William Ramsey, an assistant professor of history at the UI, co-authored a response to the slavery booklet titled, “Southern Slavery As it Wasn’t.”
He said that the pamphlet constituted “academic fraud” in the way it selectively quoted from interviews with former slaves. It has also come under attack for plagiarism.
“They selectively used historical evidence to try and paint a happy picture of slavery,” he said in an interview.
The Southern Poverty Law Center, in its 2004 article on what it called Wilson’s “far-flung, far-right religious empire,” connected the slavery pamphlet and New Saint Andrews’ curriculum with racist writings and movements. The article detailed several instances of Wilson’s writings that discuss the “overthrow of unbelief and secularism,” opposition to homosexuality and the belief that men are the ultimate authority in the household.
‘In the pudding’
Wilson says he’s not a racist and notes that several people of color attend his church. He says his pamphlet on slavery – now revised and included in a book – was not an apologia for the practice but an attempt to keep it in perspective.
“The South was not Nazi Germany,” he said. “What we were objecting to was the moral equivalence between Robert E. Lee and Stalin or Hitler.”

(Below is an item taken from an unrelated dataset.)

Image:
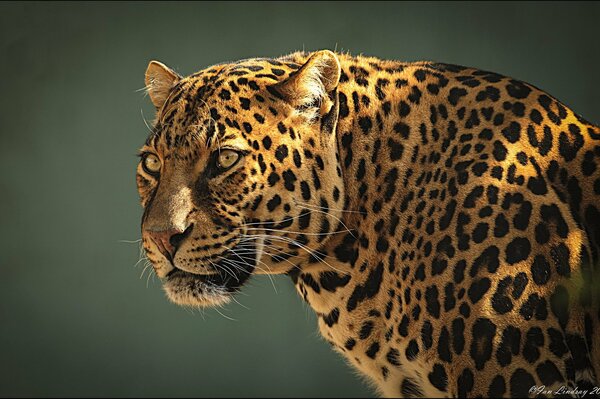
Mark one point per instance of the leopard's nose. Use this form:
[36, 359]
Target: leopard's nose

He acknowledges that portraits of Lee and Confederate flags have adorned office and school walls at times and says that he believes in some – but not all – of the tenets on which the Southern confederacy was built: a society centered around God and belief, a simple farming life as opposed to a hectic modern one, and an emphasis on traditional family and community.
He also says he’s not a sexist and notes that his wife has published four books. But he also says that men are the head of the family.
“I believe the Bible teaches the husband is the head of the wife, as Christ is the head of the church,” he said. “I believe that, but so do millions of other Christians.”
Atwood said he’s grown tired of the criticisms over the years. He contends that ideological differences have fueled some of the controversies about the school, most recently including complaints that school and church officials didn’t do enough to notify people about a student who was convicted of sexually abusing a minor.
The student committed the crimes while boarding with a family in Moscow. Critics said the church didn’t make information about the crimes known to members of the congregation and college; Wilson and Atwood defended their handling of the case, saying police were notified immediately and the student expelled.
“There’s a lot of animosity, mainly from the extreme left, people who are really pushing for gay rights and are more radicalized on that issue,” Atwood said.
Regarding criticisms about the school’s faculty and academic quality, he said that four of the seven full-time faculty members have doctorates. Part-time instructors don’t – but neither do the grad students and many adjuncts who teach at public universities, he said.
He said the school’s performance speaks for itself, with some students moving directly into doctoral programs. The ISI, in its rankings of the top 50 conservative Christian colleges, noted that the reading list includes about 100 books from the Western canon and called the school’s core curriculum “impressive.”
“The proof is in the pudding,” Atwood said.
For students like Eric Mabry, that pudding involves a whole lot of books. The 20-year-old sophomore from Texas, who was home-schooled, said he was drawn to New Saint Andrews by its curriculum primarily, because he was interested in reading ancient languages and studying philosophy, looking toward a future in graduate school.
In his freshman year, his reading assignments totaled between 600 and 800 pages a week.
“For me it’s just wonderful,” he said. “It’s one of the reasons I’m here – the amount of stuff we’re able to read.”
Mabry said that alternative views aren’t omitted.
“I feel like I am exposed to more ideas here than I might be in a secular university,” he said. “We’ve discussed atheism. We’ve discussed humanism. … In a university, sometimes Christianity is ignored.”